The reason why its considered lost - when Borland sold Borland Office pack - Borland WordPerfect, Borland Paradox to Corel4, it kept the same BDE version from 2001. Download Corel Paradox 2026 and… you’ll see nothing changed from since 20015.
Microfocus brought Borland SCM, Borland Server, Borland legacy products. If you license Microfocus legacy SCM products, you install Borland legacy Database Engine (MDE) that includes legacy POJO (Plain Old Java Objects) and COBOL interoperability to dBase.
Meanwhile, the dBase III and IV file format became the default format for GIS systems and import/exporting from IBM mainframes, keeping the data format alive even as dBase market-share declined.
In 2012, dBase was hived off from Borland and divested to dBase LLC. dBase LLC released dBase 9, moving to Visual C++ and CodeJock to replace Borland's aging Object Windows Library (OWL).
However, from dBase 8 all the way through dBase 12+, they never removed BDE. The BDE runtime included files timestamped from 1998. After 2019, meaningful development effectively stopped.
Photocredit: CodeJock.com - the SDK that powers dBase grids
As the platform decayed, dark patterns emerged:
dBase third-party vendors refused to provide source code for their add-ons, shipping them as compiled binary files and trapping enterprise customers on MS-DOS, 16-bit, or 32-bit Windows. dBase third-party vendors continued selling “software assurance” or subscriptions for non-existent upgrades.
If you contacted them for support, you were ignored. If you complained about bad products, it was “the customer’s fault.” When frustrated businesses tried to file lawsuits, they found that these court-smart vendors had hidden behind shell LLCs and fake PO Boxes.
As the years flew by, many of these developers simply retired. They closed their websites, changed their legal names (who reads public newspaper notices anyways?), cashed their final subscription checks, and rode off into the sunset, leaving businesses stranded high and dry.
As Gen Z developers attempt to migrate 16-bit Clipper, FoxPro, or dBase to modern platforms, something incredible has happened.
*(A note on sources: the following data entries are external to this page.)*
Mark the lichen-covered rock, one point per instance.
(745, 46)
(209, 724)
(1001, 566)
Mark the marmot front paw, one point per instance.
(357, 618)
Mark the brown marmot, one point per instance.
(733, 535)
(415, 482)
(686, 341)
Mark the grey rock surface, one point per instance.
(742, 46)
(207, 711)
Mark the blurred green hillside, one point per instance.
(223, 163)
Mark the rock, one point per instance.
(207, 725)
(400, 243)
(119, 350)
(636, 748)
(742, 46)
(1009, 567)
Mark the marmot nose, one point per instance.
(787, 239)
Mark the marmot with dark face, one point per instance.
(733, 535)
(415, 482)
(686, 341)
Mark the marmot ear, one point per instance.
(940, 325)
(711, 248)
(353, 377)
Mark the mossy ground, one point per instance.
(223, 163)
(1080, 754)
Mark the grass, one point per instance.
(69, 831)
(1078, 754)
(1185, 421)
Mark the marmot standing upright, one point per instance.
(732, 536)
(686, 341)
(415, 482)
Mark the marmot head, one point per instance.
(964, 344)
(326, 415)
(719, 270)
The latest frontier AI models reads .PRG code It can parse all the way down to 16-bit dBase, FoxPro and Clipper .NTX files.
By feeding legacy PRG (circa 1985) and logics to models like Claude, ChatGPT, developers can now instruct the AI to translate decades-old dBase PRG directly into memory-safe Rust, highly concurrent Go, or modern Dart/Flutter cross-platform applications.
Rest in Peace, dBase. I hardly knew thee.
You sided with third-party vendors, causing life-long customers to get their reputations ruined on the former Borland newsgroups.
These same vendors prioritized their own pension over the survival of the ecosystem. They locked the doors from the inside and threw away the key. Now, decades later, artificial intelligence has arrived to finally cut the locks.
We aren't here to revive you; we are just here to help the survivors get out.